O tão contestado Acordo Ortográfico de 1991, faz uma tentativa para mandar definitivamente o h inicial “fazer tijolo”, suprimindo-o.

Quando, porém, o h provem da etimologia da palavra, a sua supressão torna-se escandalosa.

E, no meio da palavra, ele é imprescindível quando faz parte dos dígrafos ch, nh, lh.

Tudo bem, quando se trata de palavras nativas.

Mas que fazer quando queremos transcrever palavras estrangeiras? Se na língua original a palavra se escreve em caracteres latinos, não há problema. Mas, se na língua original, ela se escreve com caracteres diferentes dos latinos, então teremos que utilizar o carácter mais próximo do respectivo fonema.

E se esse fonema não existe na língua portuguesa? Aí temos um problema.

O agá gutural é um desses casos.  Em português não temos palavras com agá gutural. Em muitos casos nem somos capazes de pronunciar palavras estrangeiras, que contêm esse fonema. Se a palavra se escreve com caracteres latinos (Juan, em espanhol, Ich em alemão) então mantemos a ortografia original e pronunciamos o mais próximo possível do que ouvimos. É frequente servimo-nos do fonena rr (duplo r), uvular sonoro.
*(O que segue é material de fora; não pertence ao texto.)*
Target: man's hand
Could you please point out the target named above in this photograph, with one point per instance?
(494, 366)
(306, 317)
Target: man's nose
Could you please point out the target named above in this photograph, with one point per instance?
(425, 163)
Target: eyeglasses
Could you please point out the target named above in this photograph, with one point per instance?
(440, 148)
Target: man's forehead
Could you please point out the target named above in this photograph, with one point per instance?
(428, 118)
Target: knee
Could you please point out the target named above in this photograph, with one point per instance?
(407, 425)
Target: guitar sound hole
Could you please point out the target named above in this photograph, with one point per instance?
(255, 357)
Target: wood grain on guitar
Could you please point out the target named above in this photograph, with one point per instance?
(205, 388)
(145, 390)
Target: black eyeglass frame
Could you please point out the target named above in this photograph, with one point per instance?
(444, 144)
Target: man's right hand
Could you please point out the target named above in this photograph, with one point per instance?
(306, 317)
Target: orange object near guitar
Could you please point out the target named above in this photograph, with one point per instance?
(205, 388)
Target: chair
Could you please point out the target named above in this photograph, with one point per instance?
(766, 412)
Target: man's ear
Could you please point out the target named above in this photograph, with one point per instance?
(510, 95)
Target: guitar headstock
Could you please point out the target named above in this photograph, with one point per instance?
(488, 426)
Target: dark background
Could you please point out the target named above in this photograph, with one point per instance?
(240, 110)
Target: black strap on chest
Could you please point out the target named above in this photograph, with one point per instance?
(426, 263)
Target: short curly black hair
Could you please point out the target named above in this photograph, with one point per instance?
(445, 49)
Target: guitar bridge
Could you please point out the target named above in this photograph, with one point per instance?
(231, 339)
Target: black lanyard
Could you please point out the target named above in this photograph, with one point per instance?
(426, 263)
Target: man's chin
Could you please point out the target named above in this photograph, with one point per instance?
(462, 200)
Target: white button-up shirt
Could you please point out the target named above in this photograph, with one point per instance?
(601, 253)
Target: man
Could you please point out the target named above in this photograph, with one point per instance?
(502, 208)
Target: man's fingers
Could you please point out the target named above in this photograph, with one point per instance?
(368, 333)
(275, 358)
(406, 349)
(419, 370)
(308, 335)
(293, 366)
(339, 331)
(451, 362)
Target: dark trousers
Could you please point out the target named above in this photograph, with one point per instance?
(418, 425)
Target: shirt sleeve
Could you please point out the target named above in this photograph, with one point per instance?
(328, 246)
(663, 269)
Um caso típico é da letra Het da língua hebraica, e da sua equivalente na língua árabe.

Na Idade Média, em Portugal, adoptava-se a sua substituição pela letra F. Al-Hayat deu Alfaiate. Al-Hama (quente, fonte de água quente) deu Alfama; Al-buhera (lagoa) deu Albufeira, Mordehai (Mardoqueu) deu Mordofai, Hasson e Haim (nomes próprios) deram Fasson e Fayim. Vejam-se as referências nas Chancelarias dos nossos reis.

Este caso do nome próprio hebraico é curioso. Quase todos os judeus portugueses com o nome hebraico Haim estão registados actualmente com o nome português Jaime, e não Faim, como na Idade Média. Jaime em latim deriva do hebraico Jacob, e não de Haim. Porém, na moderna comunidade judaica de Portugal, as famílias que vieram de Marrocos espanhol, escreviam o J espanhol  por H, assim os Haim ficaram Jaime.

Os Haim ashkenazis, que escreviam à maneira alemã, com Ch, ficaram Chaim, e então os portugueses liam ch como em chapéu – Chaim (xaim).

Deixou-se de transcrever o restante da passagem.